Farro and Swiss Chard Salad With Grapefruit Vinaigrette
A farmer at my market recently was selling huge, sturdy bunches of Swiss chard, the kind I used to cook with in France, with wide ribs and heavy leaves. One bunch weighed almost 2 pounds; the leaves alone, off the stems, weighed in at about 13 ounces. I used the greens for more than one dish, including this substantial salad, to which I also added diced sautéed chard ribs.

Chopped Salad With Apples, Walnuts and Bitter Lettuces
The best place for a salad on the Thanksgiving menu is at the beginning of the meal, before everybody fills up. We often pass around plates of this vegetarian chopped salad (no bacon) to accompany the drinks before we sit down at the table. The salad is a great mix of bitter and sweet flavors, juicy and crunchy, and comforting, too. Sweet/tart, crisp juicy apples like Braeburns, Jonagolds, Honey Crisp and Granny Smith work well here.

Kale and Red Cabbage Slaw With Walnuts
I can’t remember where I heard or read about massaging raw kale with olive oil and a little salt, but it is a very effective way to soften the leaves just a bit if you are not cooking the kale. This briny slaw gets its crunch from red cabbage and walnuts.

Rice Sticks With Uncooked Tomato Sauce, Tuna, Capers and Olives
Now you can buy brown rice noodles that are made of whole grains and contain four grams of fiber per serving; regular rice sticks contain anywhere from 0 to 0.7 grams of fiber per serving (check your packaging to see). Brown rice noodles look just like the regular rice noodles and are just as easy to prepare, but taste a little nuttier. This is a great way to use the last of your summer tomatoes. Because rice sticks don’t get soggy, the dish won’t suffer if it sits, so you could serve this as a cold pasta salad. It’s good either way, hot or cold.

Mediterranean Fish Chowder With Potatoes and Kale
This brothy fish stew gets extra body and heft from the kale and potatoes, and a hint of the Mediterranean from thyme, parsley and bay leaf. The method is straightforward. First make a mirepoix of onion, celery and carrot. Add garlic, anchovies and parsley, followed by the tomatoes and paste, and finally the potatoes and bouquet garni. Simmer for 30 minutes while the kale is cooked separately, then add the fish. Take care not to overcook the fish — it’s done as soon as it flakes easily when you nudge it with a fork.

Blueberry Oatmeal
You can make this oatmeal, which will take on a purple hue once the blueberries begin to burst, on top of the stove or in the microwave. It only takes about 10 minutes on top of the stove (five minutes in the microwave).

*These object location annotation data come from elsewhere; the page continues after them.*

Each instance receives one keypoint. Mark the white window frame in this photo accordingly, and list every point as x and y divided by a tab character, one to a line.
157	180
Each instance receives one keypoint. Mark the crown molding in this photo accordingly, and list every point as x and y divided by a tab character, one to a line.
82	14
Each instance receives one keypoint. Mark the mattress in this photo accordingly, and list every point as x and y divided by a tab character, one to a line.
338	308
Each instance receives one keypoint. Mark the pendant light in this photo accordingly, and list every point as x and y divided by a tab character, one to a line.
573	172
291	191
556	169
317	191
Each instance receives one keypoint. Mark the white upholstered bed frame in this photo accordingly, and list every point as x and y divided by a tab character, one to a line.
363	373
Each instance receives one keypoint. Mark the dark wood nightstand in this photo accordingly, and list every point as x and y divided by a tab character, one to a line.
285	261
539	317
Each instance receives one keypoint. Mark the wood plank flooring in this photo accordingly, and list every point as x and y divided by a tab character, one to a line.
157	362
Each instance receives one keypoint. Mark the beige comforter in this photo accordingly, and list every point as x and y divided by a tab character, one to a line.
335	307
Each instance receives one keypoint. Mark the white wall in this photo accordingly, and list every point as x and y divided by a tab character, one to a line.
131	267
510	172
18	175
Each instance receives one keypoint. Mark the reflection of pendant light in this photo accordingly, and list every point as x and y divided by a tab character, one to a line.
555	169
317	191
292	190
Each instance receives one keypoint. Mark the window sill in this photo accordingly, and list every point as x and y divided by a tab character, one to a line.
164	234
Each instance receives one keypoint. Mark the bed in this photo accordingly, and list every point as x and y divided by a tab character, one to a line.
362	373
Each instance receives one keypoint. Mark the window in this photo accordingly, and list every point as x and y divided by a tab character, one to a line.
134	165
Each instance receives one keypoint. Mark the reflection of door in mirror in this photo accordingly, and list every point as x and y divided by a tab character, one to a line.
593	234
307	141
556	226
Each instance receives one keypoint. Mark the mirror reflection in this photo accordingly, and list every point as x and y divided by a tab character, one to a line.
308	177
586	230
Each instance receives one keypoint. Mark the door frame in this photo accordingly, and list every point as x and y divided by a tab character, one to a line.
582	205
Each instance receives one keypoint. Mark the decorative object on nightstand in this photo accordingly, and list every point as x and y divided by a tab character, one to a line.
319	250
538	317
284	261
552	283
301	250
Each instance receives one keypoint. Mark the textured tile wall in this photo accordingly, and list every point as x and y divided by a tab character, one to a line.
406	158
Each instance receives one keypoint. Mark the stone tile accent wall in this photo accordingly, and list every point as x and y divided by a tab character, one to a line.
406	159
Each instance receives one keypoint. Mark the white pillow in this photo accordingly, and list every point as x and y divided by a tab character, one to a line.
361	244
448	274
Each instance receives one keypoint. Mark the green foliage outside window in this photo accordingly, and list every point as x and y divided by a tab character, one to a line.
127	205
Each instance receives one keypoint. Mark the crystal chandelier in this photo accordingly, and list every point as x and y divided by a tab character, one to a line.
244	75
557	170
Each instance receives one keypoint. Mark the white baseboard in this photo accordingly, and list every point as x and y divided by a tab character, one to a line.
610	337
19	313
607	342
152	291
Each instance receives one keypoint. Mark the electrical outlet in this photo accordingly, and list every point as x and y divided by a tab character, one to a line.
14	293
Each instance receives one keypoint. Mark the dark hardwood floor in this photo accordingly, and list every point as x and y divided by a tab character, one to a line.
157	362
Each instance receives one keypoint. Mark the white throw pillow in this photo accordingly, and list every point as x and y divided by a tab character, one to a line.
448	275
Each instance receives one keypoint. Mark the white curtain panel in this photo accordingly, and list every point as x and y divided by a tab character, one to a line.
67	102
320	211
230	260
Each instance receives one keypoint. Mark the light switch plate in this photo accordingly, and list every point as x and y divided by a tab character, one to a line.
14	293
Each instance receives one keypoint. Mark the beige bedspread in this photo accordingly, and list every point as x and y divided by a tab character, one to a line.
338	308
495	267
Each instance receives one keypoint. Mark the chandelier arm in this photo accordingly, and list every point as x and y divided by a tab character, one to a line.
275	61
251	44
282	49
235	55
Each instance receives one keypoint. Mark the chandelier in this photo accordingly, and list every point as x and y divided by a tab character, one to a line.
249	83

Bean Soup With Cabbage, Winter Squash and Farro
Wondering what else you can do with the cabbage and winter squash in that box of delivered produce? Here’s a meal in a bowl, perfect for a cold winter night.

Broccoli, Quinoa and Purslane Salad
Slice the raw broccoli very thin for this delicious salad. If you can’t find purslane you can substitute mâche.

Fennel, Beet and Orange Salad With Cumin Vinaigrette
One of the things I love best about this refreshing salad is that it doesn’t wilt, making it a a great choice for a potluck or a buffet. There’s a nice contrast of textures going on, with the crunchy fennel, soft beets and juicy oranges. The dish has Moroccan overtones, with the combination of oranges and beets, and the cumin in the dressing.

Carrots and Lentils in Olive Oil
This is an adaptation of a Turkish recipe, a sweet and savory combination of lentils, onions and carrots that can be served hot or at room temperature, as a main dish or a side.

Beet, Orange and Arugula Salad
The oranges in this sweet and pungent salad will look like blood oranges after they sit for a little while with the beets. This makes a pretty Christmas salad. Try to find the wispy wild arugula, which is more pungent than regular arugula.

Red Cabbage, Cilantro and Walnut Salad
This slaw, a mix of very thinly shredded red cabbage, cilantro, julienned radishes and walnuts, is a perfect sweet-nutty-salty-sour mix. Pair it with dumplings, or other dim sum, and it holds its own.